The joint venture, to be controlled by Ping An, will be based in Shenzhen near Hong Kong, and UOB, Singapore's second-biggest bank by assets, will have the right to appoint some key positions in the new firm, the sources told Reuters.
Ping An, also based in Shenzhen, has begun to hire staff for many areas including marketing, auditing and risk management, for the new firm, part of its preparations to launch the fund venture, said the sources, who asked not to be named because they are not authorized to speak to the media.
"The regulator has given Ping An the nod to prepare for launching the firm.
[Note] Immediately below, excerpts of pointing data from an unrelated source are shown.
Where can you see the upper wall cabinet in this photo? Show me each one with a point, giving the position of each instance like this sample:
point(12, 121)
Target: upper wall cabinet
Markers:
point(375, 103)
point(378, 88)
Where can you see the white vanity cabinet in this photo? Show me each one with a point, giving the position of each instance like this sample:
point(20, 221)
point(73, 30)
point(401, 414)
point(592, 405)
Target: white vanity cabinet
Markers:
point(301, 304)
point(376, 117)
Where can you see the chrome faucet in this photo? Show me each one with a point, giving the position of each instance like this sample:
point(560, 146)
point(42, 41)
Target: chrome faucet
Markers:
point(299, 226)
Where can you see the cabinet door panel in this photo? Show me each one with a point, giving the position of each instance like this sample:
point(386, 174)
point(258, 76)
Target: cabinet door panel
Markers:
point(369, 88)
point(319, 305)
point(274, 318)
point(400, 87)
Once completed, it will have to seek a final approval from the regulator again to officially announce the launch of the firm," said one of the sources.
"But they should have no problem to get final approval as long as they can complete the preparatory work successfully."
The fund venture between Ping An and UOB will target domestic investors and it has no relation to the partnership between Ping An and Fortis, the sources said.
In March, Ping An agreed to pay 2.15 billion euros for half of Fortis' investment management business, which Ping An said would help it to expand into global asset management markets.
Ping An also holds a roughly 5 percent stake in the Dutch-Belgian financial services firm.
Officials at Ping An declined to comment, while a representative for UOB in Singapore was not immediately available for comment.